By Martin Dugard. The author offers a fast-paced account of the Mexican War of 1848, constructed around the experiences of the U.S. Army's corps of junior officers.
Shaped by the common experience of West Point and tempered by battle, these comrades in arms (including Robert E. Lee, Ulysses S. Grant, Jefferson Davis and William Tecumseh Sherman) matured into the leading generals and statesmen on both sides of the Civil War. Dugard introduces others as well, from Union artilleryman Henry Hunt to Confederate icon Stonewall Jackson, who also learned their craft fighting the Mexicans.

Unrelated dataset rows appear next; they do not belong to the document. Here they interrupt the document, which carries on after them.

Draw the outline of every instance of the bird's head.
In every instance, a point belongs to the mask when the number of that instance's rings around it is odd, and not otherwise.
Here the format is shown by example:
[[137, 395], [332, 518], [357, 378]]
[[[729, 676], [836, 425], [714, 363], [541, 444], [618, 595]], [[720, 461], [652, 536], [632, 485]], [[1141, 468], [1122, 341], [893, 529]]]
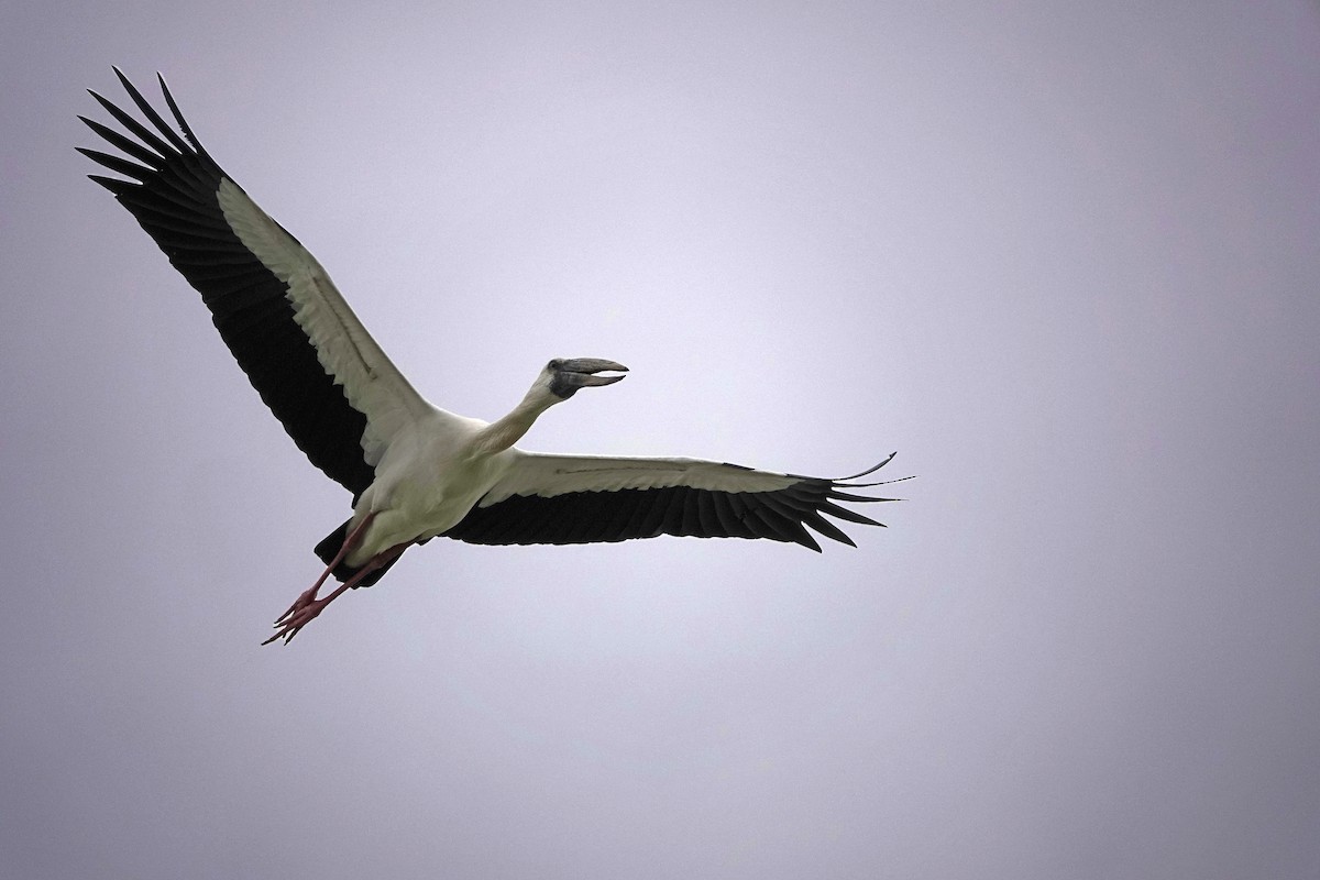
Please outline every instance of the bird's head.
[[623, 376], [597, 376], [599, 372], [628, 372], [623, 364], [599, 358], [556, 358], [545, 364], [541, 379], [537, 384], [545, 388], [560, 400], [568, 400], [577, 393], [578, 388], [593, 385], [612, 385]]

The Personal Memoirs of Ulysses S. Grant
By Ulysses S. Grant. The Personal Memoirs of Ulysses S. Grant. Faced with failing health and financial ruin, the Civil War’s most tenacious general and former president wrote his personal memoirs to secure his family’s future—and in the process won himself a unique place in American literature. Grant’s 736-page collection of memoirs has been called one of the most unflinching studies of war in American history. And among the autobiographies of great military figures, Ulysses S. Grant’s are certainly some of the finest. In fact, Grant’s memoirs are arguably the most notable literary achievement of any American president.